Jones v. Rabanco, Ltd.

439 F. Supp. 2d 1149, 2006 U.S. Dist. LEXIS 73132, 2006 WL 1889610
CourtDistrict Court, W.D. Washington
DecidedJuly 5, 2006
DocketC03-3195P
StatusPublished
Cited by3 cases

This text of 439 F. Supp. 2d 1149 (Jones v. Rabanco, Ltd.) is published on Counsel Stack Legal Research, covering District Court, W.D. Washington primary law. Counsel Stack provides free access to over 12 million legal documents including statutes, case law, regulations, and constitutions.

Bluebook
Jones v. Rabanco, Ltd., 439 F. Supp. 2d 1149, 2006 U.S. Dist. LEXIS 73132, 2006 WL 1889610 (W.D. Wash. 2006).

Opinion

*1156 ORDER GRANTING IN PART AND DENYING IN PART DEFENDANTS’ MOTION FOR SUMMARY JUDGMENT AS TO THE CLAIMS OF PLAINTIFF LAWRENCE J. ORTIZ

PECHMAN, District Judge.

This matter comes before the Court on Defendants’ Motion for Summary Judgment Dismissing Claims of Plaintiff Lawrence J. Ortiz (Dkt. No. 379).

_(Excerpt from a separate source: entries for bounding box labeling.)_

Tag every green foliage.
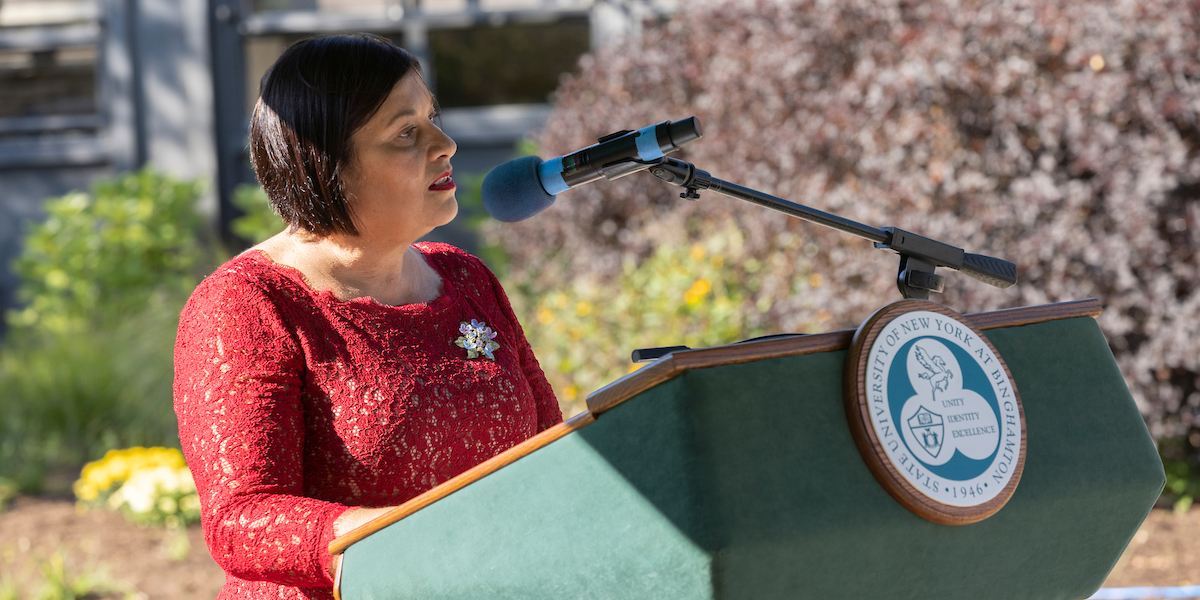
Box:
[0,302,179,492]
[229,184,283,244]
[505,228,828,413]
[1159,439,1200,512]
[8,170,212,335]
[0,170,217,492]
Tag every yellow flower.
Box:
[683,277,713,305]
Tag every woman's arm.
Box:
[175,269,349,587]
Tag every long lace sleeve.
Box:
[174,270,347,588]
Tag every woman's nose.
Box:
[431,127,458,160]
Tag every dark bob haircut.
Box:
[250,34,420,235]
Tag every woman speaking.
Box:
[175,34,562,599]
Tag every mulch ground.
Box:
[0,497,1200,600]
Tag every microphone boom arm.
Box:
[633,156,1016,299]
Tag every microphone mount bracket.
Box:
[633,156,1016,299]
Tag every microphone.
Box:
[482,116,703,223]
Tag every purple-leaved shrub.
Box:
[487,0,1200,457]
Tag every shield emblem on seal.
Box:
[908,407,946,457]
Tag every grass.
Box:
[0,300,179,494]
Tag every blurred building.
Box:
[0,0,677,316]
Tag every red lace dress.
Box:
[175,244,562,599]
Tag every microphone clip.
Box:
[650,156,713,200]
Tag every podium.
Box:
[330,300,1164,600]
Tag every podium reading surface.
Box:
[331,300,1164,600]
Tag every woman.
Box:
[175,35,562,599]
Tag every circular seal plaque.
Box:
[845,300,1025,524]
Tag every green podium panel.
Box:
[341,318,1164,600]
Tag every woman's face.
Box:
[343,72,458,244]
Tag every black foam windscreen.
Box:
[482,156,554,223]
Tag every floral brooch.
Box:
[454,319,500,360]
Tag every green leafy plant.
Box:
[229,184,283,244]
[8,170,214,335]
[505,228,829,413]
[0,170,212,492]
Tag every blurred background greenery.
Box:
[0,0,1200,523]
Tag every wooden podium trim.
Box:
[587,298,1102,415]
[329,299,1100,561]
[329,412,595,554]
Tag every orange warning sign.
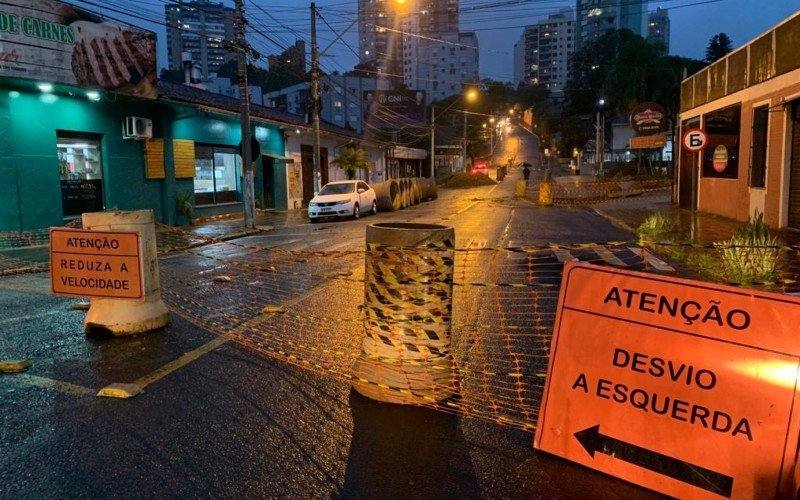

Having considered Defendants’ Motion, Plaintiff Ortiz’ Opposition, Defendants’ Reply and all other documents and papers pertinent to this motion, the Court GRANTS Summary Judgment as to Plaintiff Ortiz’ Title VII race discrimination claim, Retaliation, Violation of Public Policy, Meal/Rest Break Violation, Negligent Supervision, Willful Withholding of Wages, Negligent Infliction of Emotional Distress, and Outrage claims and DENIES Summary Judgment as to Plaintiff Ortiz’ Racial and Age Discrimination claims under the Washington Law Against Discrimination, Hostile Work Place claims, and Overtime Wage Violation claims. Regarding the evidentia-ry issues raised by Defendants, the Court DENIES all of Defendants’ Motions to Strike.

BACKGROUND

Plaintiff Lawrence Ortiz began working for U.S. Disposal, a subsidiary of Defendant Allied Waste, in April 2000. At the time, Mr. Ortiz was 63 years old. He had been hired by U.S. Disposal after Allied had won a large portion of the Seattle waste disposal contract, part of which had been held by General Disposal, Ortiz’ former employer. Mr. Ortiz was hired at the rate of $60,000 per year. In addition, he was paid a $3,500 bonus and given four weeks paid vacation as part of his hiring agreement.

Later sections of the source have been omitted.